İnsanları idare edebilmek için onları tanımak lazımdır. Müstemlekeci tetkik

eder gibi incelemiştir. Bu inceleme sayesinde, o dünyaya hakim olmuştur.''

       Ecnebilerin zaman zaman misyonerlik faaliyetlerinin deşifre edilmesi

yanında alenan mecmua, gazete, sergi, tiyatro, sinema vb. kültürel ve sanatsal

etkinliklerini şer odaklara hizmet amaçlı yaptıkları açıkça bilinmektedir.

Buna müsaade edenlerin de sessiz kalarak desteklerini ve daha da acı tarafı

yeterli denetleme sisteminin oluşturulmamasından kaynaklanmaktadır.

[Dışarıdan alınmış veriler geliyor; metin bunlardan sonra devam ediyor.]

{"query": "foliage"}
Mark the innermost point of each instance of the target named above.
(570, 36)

Memleketimize

defalarca kültürel ve coğrafi değerlerimizi araştırma fırsatı bulan Goetho

Enstitüsünde görevli Doçent J. Dankleft öğretim görevlisi zat, Sultan Ahmet

Cami kıymetlimiz hakkında beş kıtadan oluşan şiir dahi yazmıştır ki Melahat

Togar'a hediye ederek, Nesrin Moralı tarafından tercüme edilerek Hisar, Haziran

1977, sayı 162'de yayınlanmıştır. Üstad Necib Fazıl'ın dediği gibi ''Yabancı

bir kavmi edenler taklid, ondandır takarlar öz ruha kilit'' yeni yetişen genç

bireylerimizi daima gözeterek ve destekleyerek yanında olduğumuzu hissettirmeliyiz.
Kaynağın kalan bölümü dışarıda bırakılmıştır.